Outro dado que inegavelmente chama atenção é a movimentação jurídica causada pelas operações e investigações capitaneadas pela Polícia Federal e o Ministério Público, especialmente no Paraná, com a Lava Jato. Reconhecido por sua atuação, em especial na área criminal, o londrinense Anderson Mariano aponta que mesmo o novo cenário se tornou um desafio para os próprios advogados. “Hoje em dia é muito mais difícil obter resultado, mas a demanda é grande. E todo mundo está sujeito a precisar de um advogado. Mesmo os advogados, às vezes, precisam de advogado. É importante consultar um profissional, sempre que tiver dúvida em relação a um problema”, afirma Mariano. Em sua opinião, o direito penal econômico, o direito tributário e o compliance são os que apontam um crescimento. “Nunca as empresas precisaram tanto da advocacia. O compliance é uma consultoria que ajuda a empresa a evitar riscos, exposição e problemas com a Justiça, assim como atende também a pessoas físicas”, explica.
Momento complicado
A OAB entende que o momento para a profissão é complicado, especialmente pelo grande número de cursos de Direito ofertados no País. O assunto, inclusive, foi tema do Fórum Nacional de Educação Jurídica, em setembro. Números apurados pela Comissão Nacional da OAB apontam o surgimento de 201 novos cursos de Direito em 2018, com quase 30 mil novas vagas ofertadas. Desse total, 32 novos cursos surgiram na Região Sul do Brasil, metade deles no Paraná. “A verdade é que muitos jovens saem das universidades e não encontram mercado de trabalho. Em Londrina mesmo há a possibilidade de surgir mais um novo curso. A saída fundamental para quem está começando é buscar se especializar em novas áreas. Há o Direito Digital e o Direito Sistêmico, que estão em pleno crescimento e muitos profissionais mais velhos acabam por não estar prontos para atuar”, explica Vânia Queiroz, presidente da OAB Londrina. Segundo dados da pesquisa realizada pela Selem, Bertozzi & Consultores Associados, em 2018, o Brasil atingiu a marca de 1 milhão de advogados. Já o número de instituições que lecionam Direito no país são de aproximadamente 1.120, um número maior do que em países como Estados Unidos, China, Alemanha, Itália e França.
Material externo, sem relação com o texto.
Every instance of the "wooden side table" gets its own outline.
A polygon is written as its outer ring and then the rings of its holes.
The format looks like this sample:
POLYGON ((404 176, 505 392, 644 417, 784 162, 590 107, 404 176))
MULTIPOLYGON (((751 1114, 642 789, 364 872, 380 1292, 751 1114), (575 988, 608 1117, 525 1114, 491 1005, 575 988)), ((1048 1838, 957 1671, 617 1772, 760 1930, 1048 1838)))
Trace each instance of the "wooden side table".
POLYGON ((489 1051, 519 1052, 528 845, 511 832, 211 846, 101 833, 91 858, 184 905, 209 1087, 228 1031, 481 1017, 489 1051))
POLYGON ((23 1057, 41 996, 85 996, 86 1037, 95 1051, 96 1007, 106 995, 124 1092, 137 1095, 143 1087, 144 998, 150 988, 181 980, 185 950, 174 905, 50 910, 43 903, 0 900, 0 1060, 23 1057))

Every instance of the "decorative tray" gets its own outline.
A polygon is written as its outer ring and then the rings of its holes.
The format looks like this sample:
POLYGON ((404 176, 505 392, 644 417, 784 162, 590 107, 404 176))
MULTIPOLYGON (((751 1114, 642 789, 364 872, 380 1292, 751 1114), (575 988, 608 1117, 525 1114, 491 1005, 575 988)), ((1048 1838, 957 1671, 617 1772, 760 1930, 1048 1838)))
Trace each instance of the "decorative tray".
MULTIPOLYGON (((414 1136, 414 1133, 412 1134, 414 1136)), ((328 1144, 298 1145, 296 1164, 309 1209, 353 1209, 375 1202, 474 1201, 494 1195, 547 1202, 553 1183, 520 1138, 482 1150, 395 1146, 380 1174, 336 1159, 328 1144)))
Independentemente das dificuldades do mercado de trabalho, que no Brasil são muitas, segundo dados do IBGE (Instituto Brasileiro de Geografia e Estatística), o desemprego recuou em novembro, para 11,6%. Mas, mesmo assim, atinge 2,2 milhões de pessoas. Para sobreviver em meio a tanta instabilidade, é preciso apostar nas próprias qualidades e estar atento ao que é esperado pelo mercado. É redundante afirmar a necessidade de ter boa oratória e capacidade de comunicação, inteligência emocional e saber trabalhar em equipe. ” O direito depende muito da escrita, além disso, o profissional precisa ser criativo e ter boa dinâmica. Para trabalhar nesse meio, a pessoa precisa mostrar uma visão maior de mundo e fugir do simplismo. Advogado tem que ter responsabilidade, sem isso fica muito difícil crescer”, conclui Mariano.